Issue
Nonnegative matrix factorization is lauded for generating sparse basis sets. However, when I run sklearn.decomposition.NMF
the factors are not sparse. Older versions of NMF had a 'degree of sparseness' parameter beta
. Newer versions do not, but I want my basis matrix W
to actually be sparse. What can I do? (Code to reproduce problem is below).
I have toyed around with increasing various regularization parameters (e.g., alpha
), but am not getting anything very sparse (like in the paper by Lee and Seung (1999) when I apply it to the Olivetti faces dataset. They still basically end up looking like eigenfaces.

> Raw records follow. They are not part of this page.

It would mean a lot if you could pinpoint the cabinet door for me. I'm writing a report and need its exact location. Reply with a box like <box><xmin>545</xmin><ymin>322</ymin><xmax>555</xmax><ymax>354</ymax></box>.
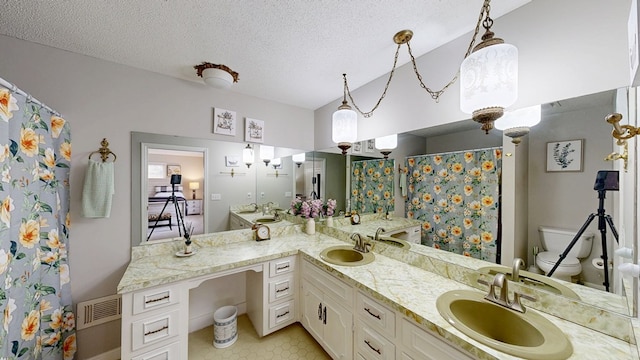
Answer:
<box><xmin>302</xmin><ymin>280</ymin><xmax>324</xmax><ymax>343</ymax></box>
<box><xmin>322</xmin><ymin>296</ymin><xmax>353</xmax><ymax>359</ymax></box>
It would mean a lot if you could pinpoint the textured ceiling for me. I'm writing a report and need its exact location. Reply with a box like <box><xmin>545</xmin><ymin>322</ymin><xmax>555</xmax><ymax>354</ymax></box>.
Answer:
<box><xmin>0</xmin><ymin>0</ymin><xmax>530</xmax><ymax>109</ymax></box>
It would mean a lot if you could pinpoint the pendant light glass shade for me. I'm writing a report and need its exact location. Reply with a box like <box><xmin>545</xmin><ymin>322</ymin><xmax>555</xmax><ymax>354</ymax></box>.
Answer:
<box><xmin>460</xmin><ymin>43</ymin><xmax>518</xmax><ymax>132</ymax></box>
<box><xmin>495</xmin><ymin>105</ymin><xmax>542</xmax><ymax>145</ymax></box>
<box><xmin>242</xmin><ymin>144</ymin><xmax>255</xmax><ymax>168</ymax></box>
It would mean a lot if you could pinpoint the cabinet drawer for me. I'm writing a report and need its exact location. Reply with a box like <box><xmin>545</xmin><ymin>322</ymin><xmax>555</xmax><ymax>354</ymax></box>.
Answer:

My CNM output (not very sparse):
Lee and Seung CNM paper output basis columns (looks sparse to me):
Code to reproduce my problem:
from sklearn.datasets import fetch_olivetti_faces
import matplotlib.pyplot as plt
import numpy as np
from sklearn.decomposition import NMF
faces, _ = fetch_olivetti_faces(return_X_y=True)
# run nmf on the faces data set
num_nmf_components = 50
estimator = NMF(num_nmf_components,
init='nndsvd',
tol=5e-3,
max_iter=1000,
alpha_W=0.01,
l1_ratio=0)
H = estimator.fit_transform(faces)
W = estimator.components_
# plot the basis faces
n_row, n_col = 6, 4 # how many faces to plot
image_shape = (64, 64)
n_samples, n_features = faces.shape
plt.figure(figsize=(10,12))
for face_id, face in enumerate(W[:n_row*n_col]):
plt.subplot(n_row, n_col, face_id+1)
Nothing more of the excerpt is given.